M. J. Atallah, D. Z. Chen, and D. T. Lee, "An optimal algorithm for shortest paths on weighted interval and circular-arc graphs, with applications", Algorithmica, 1995, Vol. 14, pp. 429-441.

How to design a traffic control scheme for a long highway of length $L$? We have $n$ possible control teams; team \# $i$ can effectively control traffic on an interval $[a^-_i,a^+_i]$, and the cost of this team's use is $c_i$. We must select the teams so that the entire highway is covered, and the total cost is the smallest possible.

Similar problems emerge:

in {\it scheduling}; e.g., if we schedule the teaching assistants to supervise a computer lab;

in {\it biology}, where, e.g., we must decode the DNA in the cheapest possible way by decoding its segments $[a^-_i,a^+_i]$;

in {\it VLSI design}, where we must find the cheapest set of tests that covers the entire path of the signal;

and in many other application areas.

The traditional way to solve this problem is to design a graph whose nodes are intervals ${\bf a}$, ${\bf b}$, ..., and in which $\bf a$ and $\bf b$ are connected iff ${\bf a}\cap {\bf b}\ne\emptyset$. Such a graph is called a ({\it weighted}) {\it interval graph}, and the problem is reduced to finding a shortest path in this graph.

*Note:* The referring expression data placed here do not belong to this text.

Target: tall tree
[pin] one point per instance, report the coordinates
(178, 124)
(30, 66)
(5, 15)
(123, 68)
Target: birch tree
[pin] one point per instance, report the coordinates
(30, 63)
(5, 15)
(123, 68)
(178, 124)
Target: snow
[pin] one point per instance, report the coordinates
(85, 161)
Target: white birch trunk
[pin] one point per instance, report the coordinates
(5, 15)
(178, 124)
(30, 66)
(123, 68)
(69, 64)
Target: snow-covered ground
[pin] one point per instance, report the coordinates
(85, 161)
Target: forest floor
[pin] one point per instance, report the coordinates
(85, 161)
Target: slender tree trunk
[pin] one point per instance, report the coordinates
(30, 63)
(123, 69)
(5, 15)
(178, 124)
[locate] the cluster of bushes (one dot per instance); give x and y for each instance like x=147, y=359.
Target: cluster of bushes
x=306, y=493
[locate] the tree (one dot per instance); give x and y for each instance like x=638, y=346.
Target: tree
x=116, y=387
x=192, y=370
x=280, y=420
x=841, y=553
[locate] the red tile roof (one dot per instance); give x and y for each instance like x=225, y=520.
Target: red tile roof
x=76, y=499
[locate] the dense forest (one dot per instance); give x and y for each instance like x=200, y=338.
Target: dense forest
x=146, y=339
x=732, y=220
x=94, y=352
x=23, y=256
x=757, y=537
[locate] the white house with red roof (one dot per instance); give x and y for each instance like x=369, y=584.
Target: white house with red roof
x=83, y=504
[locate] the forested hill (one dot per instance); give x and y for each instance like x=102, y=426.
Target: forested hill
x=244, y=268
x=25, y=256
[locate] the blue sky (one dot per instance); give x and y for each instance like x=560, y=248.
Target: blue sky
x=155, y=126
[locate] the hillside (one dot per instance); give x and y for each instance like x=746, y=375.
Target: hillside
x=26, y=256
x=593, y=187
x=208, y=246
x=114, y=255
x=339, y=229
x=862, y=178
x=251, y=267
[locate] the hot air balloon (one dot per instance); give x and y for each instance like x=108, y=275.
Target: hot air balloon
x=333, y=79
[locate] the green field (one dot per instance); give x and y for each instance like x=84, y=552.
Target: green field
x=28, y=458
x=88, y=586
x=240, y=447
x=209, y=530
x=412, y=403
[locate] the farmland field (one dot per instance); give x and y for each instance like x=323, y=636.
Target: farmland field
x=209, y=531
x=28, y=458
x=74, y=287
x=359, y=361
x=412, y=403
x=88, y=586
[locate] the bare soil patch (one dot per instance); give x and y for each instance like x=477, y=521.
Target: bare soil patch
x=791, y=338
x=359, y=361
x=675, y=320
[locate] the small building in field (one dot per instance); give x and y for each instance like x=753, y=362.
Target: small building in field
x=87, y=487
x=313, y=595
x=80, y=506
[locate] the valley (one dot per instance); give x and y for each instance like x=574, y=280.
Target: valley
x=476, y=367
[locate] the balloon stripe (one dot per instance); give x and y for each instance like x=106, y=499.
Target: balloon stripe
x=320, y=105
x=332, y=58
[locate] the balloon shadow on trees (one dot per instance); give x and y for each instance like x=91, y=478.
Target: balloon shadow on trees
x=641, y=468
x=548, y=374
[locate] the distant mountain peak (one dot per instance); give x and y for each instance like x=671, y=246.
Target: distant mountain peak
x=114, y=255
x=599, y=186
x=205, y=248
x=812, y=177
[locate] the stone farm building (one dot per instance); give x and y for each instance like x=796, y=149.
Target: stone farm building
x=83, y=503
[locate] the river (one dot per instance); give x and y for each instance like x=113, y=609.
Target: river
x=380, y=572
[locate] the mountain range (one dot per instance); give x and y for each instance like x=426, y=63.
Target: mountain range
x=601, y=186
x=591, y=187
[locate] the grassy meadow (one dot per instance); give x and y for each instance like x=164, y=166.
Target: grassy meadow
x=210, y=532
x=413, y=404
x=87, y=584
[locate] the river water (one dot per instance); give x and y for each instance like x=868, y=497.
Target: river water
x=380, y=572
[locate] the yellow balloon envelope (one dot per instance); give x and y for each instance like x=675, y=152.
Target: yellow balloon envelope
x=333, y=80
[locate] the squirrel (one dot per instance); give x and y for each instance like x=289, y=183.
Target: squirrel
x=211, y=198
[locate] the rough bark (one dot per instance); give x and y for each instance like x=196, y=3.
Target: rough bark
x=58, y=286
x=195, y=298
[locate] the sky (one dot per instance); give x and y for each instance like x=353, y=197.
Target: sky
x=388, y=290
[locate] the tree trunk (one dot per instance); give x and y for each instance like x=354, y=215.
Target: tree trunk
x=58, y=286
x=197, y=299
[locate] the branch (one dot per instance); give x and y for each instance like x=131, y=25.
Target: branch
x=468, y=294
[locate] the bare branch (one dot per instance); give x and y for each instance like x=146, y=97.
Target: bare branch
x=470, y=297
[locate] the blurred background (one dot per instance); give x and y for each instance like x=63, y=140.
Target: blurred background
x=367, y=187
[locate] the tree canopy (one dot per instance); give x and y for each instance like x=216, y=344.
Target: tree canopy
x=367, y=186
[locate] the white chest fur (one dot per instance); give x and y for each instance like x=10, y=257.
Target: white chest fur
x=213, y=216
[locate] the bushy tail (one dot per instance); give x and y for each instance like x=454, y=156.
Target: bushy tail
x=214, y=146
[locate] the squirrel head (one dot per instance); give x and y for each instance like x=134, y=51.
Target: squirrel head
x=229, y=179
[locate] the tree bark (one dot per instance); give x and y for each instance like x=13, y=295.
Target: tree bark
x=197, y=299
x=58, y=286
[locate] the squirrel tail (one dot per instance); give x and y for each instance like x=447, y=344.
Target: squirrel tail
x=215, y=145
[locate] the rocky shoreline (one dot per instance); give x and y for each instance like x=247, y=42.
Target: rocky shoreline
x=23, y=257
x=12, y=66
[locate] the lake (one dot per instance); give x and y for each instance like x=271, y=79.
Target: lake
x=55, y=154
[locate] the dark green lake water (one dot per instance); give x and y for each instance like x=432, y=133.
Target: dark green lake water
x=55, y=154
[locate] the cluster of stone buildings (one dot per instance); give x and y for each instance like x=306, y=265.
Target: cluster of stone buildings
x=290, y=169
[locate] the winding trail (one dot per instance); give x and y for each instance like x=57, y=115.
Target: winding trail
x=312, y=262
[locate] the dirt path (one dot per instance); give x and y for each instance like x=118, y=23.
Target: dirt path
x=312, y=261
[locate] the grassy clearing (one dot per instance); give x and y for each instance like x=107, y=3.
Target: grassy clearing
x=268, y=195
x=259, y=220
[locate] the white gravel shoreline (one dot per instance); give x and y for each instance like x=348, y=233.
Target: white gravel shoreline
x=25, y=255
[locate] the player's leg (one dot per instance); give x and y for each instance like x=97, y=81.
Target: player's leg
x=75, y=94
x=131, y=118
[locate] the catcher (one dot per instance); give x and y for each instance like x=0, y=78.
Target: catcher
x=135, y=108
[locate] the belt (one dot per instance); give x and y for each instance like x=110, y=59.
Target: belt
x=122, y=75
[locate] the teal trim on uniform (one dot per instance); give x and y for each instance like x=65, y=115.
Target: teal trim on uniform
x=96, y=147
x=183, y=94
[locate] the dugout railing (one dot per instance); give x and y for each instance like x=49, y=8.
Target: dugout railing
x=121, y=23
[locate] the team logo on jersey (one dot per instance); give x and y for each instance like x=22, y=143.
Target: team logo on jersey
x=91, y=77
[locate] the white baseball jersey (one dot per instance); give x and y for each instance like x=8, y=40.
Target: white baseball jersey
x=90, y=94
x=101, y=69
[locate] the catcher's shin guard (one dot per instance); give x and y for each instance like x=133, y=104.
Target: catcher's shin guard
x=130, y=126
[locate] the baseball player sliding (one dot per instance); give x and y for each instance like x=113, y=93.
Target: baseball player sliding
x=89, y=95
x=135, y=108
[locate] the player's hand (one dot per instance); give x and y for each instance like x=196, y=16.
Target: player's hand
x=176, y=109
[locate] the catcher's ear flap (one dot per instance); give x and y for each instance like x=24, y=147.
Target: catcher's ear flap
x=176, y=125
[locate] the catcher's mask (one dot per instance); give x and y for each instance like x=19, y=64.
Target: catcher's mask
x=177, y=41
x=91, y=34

Traditional shortest path algorithms require time that is quadratic in the size $n$ of the input. In this paper, a new {\it linear time} algorithm is proposed. (To be more precise, this algorithm requires linear time if we assume that the set of all endpoints $a^\pm_i$ is already ordered; otherwise, it takes time $O(n\log(n))$.)

In many real-life problems, we have a similar problem: we have {\it arcs} on a {\it circle}, and we must find the cheapest set of arcs that covers the entire circle. For example, in traffic control, the road may be a loop. For this problem, the authors propose a quadratic-time algorithm.